Posted by Whistler                                                                                                          680 words

john clarke

Mr John Clarke

There was a huge response to the ‘Giant Local Government Utopia Quiz’. Not unexpectedly, the winner was Gordon Brittas, star of the Brittas Empire (a 1980’s documentary series about local government). For the record, here are the answers:

  1. True. Public servants have an implied constitutional right to express private political opinions but the opinions mustn’t be expressed to anyone else. This is because it is widely acknowledged that allowing public servants to contribute to public discourse could undermine the infeasibility of political decisions and confuse people with logic.
  2. False. TotalPave is not a municipal engineering project to cover the world’s surface with concrete with 1% fall. It is the innovative idea of some college students in the U.S. that we will studiously ignore in Australia. Well done.
  3. False. The ‘Women of Bologna’ is not a new municipal sitcom showing on Netflix.

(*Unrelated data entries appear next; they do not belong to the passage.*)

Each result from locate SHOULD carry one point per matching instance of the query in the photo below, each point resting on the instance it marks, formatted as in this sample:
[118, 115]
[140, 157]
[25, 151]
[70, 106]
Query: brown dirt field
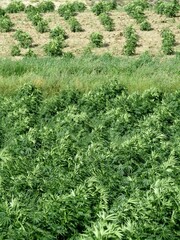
[77, 42]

No, women in Bologna have joined forces to work with local government and care for public infrastructure, forcing the creation of the innovative and precisely worded ‘The Regulation on Collaboration Between Citizens and the Administration for the Care and Regeneration of Urban Commons’. Citizens are now helping their cash-strapped council instead of strapping their council for cash. Amazing really.
  4. False. Public value, best value, value for money and value-adding are all related ideas that your council may talk about but it will have no real idea how to make happen. These terms are often heard in conjunction with innovation, efficiency and cost saving – more ideas that councils have very little idea about.

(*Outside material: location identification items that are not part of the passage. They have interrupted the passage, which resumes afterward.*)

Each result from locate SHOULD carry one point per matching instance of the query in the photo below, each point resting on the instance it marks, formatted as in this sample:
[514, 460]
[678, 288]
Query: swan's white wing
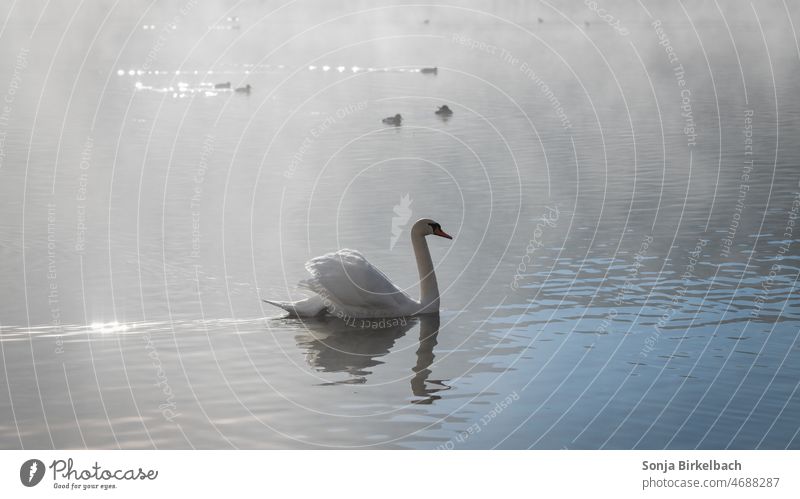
[351, 287]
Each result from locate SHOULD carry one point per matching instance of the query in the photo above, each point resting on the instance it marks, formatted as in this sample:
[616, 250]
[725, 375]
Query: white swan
[347, 286]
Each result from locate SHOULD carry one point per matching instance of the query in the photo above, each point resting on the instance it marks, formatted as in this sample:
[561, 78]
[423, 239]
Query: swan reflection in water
[333, 345]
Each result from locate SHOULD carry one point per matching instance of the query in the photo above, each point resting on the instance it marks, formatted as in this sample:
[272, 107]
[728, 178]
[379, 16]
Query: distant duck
[444, 111]
[395, 120]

  5. False. Despite occasional conjecture to the opposite, John Seddon and Mark H. Moore have pretty much wasted their time since the last century writing about the problems with current public sector management and proposing alternatives. Never mind, there is always next century.

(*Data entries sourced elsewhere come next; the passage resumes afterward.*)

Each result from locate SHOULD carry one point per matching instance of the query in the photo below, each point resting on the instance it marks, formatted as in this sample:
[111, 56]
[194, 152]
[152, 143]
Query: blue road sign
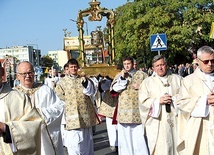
[158, 42]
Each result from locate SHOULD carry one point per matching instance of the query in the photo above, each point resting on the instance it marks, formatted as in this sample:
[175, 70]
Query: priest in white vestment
[131, 139]
[80, 114]
[49, 106]
[157, 108]
[20, 123]
[196, 104]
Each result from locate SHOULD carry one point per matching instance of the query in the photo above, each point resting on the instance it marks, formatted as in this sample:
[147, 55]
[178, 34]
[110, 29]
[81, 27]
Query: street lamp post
[85, 24]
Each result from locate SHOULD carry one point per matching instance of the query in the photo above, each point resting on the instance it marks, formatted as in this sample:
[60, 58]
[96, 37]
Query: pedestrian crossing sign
[158, 42]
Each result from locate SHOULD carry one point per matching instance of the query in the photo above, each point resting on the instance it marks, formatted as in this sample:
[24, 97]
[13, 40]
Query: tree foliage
[186, 23]
[47, 61]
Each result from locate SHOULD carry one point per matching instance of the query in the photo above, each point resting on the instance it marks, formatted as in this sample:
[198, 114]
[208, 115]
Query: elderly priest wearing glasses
[20, 124]
[48, 105]
[196, 104]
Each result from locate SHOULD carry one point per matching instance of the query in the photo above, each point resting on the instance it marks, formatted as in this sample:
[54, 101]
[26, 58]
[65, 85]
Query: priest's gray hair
[32, 68]
[204, 49]
[158, 57]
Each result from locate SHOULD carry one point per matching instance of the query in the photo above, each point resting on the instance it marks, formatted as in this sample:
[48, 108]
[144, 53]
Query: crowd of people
[162, 110]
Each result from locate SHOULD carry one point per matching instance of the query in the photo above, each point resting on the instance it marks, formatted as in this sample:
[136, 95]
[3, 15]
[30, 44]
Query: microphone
[167, 106]
[168, 109]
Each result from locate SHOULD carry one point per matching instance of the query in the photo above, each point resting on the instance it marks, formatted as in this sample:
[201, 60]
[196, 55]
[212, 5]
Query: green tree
[186, 23]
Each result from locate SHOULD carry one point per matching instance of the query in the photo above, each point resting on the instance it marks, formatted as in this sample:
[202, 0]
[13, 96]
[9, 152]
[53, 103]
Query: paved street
[101, 143]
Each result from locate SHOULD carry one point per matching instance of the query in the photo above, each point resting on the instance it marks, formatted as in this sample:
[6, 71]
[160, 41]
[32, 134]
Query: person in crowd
[196, 105]
[66, 71]
[48, 105]
[194, 64]
[135, 64]
[107, 109]
[80, 114]
[20, 123]
[130, 132]
[52, 78]
[188, 69]
[15, 82]
[63, 132]
[157, 107]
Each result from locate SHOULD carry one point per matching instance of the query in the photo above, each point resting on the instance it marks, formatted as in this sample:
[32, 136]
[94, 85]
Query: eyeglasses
[207, 61]
[27, 73]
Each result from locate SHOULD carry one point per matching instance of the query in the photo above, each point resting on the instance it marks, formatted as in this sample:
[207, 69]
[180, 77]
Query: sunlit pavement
[101, 143]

  6. False. Slacktivism is rife in local government. It is becoming an epidemic. Anyway, it beats face to face engagement or any other form of engagement that requires effort and for people to be accountable for their views.
  7. True. There are no followers in local government, only leaders. Everyone is a leader. Many of those leaders are highly innovative and do not conform to traditional leadership practice, which dictates that when something goes well the team is given credit and when it goes badly the leader takes the blame.   It is one area where local government leads.
  8. True. Local government rate capping is not the equivalent of knee capping, window capping or introducing a new player into the Australian cricket team. It is an attempt to stop the most accessible and responsive level of government from being accessible and responsive when inaccessible and unresponsive levels of government have successfully been inaccessible and unresponsive. Well done again.
  9. False. Because councils are asking families to obtain permission to use public parks and then charging a fee for a permit, does not mean that councils believe people are not smart enough or don’t have sufficient wit to work it out how to share a park themselves. No. It is simply saying that councils reckon they are so much better at working these things out. In fact, all governments are. Letting people make decisions and sort matters out for themselves has led to conflict all over the world. Government intervention is the answer.
  10. False. The Strategic Triangle is not the local government equivalent of the Bermuda Triangle, where people and ideas are mysteriously lost without trace. It is a simple to understand and even easier to ignore idea about the fundamental relationship between politicians, public administration and the community in the use of authority to create services that the community finds valuable. Never mind.
  11. False. Wanksy is an internationally celebrated artist whose ephemeral and inspirational works are quickly obliterated by councils in accordance with their road management plans. Like his namesake Banksy, his work has challenged public policy and the way councils respond to illegal artworks. I say bring on more asphalt.
  12. False. This quiz was not intended to highlight the systematic failure of local governments to think about what they do and take heed of information and thinking that is freely available. It is simply a bit of fun.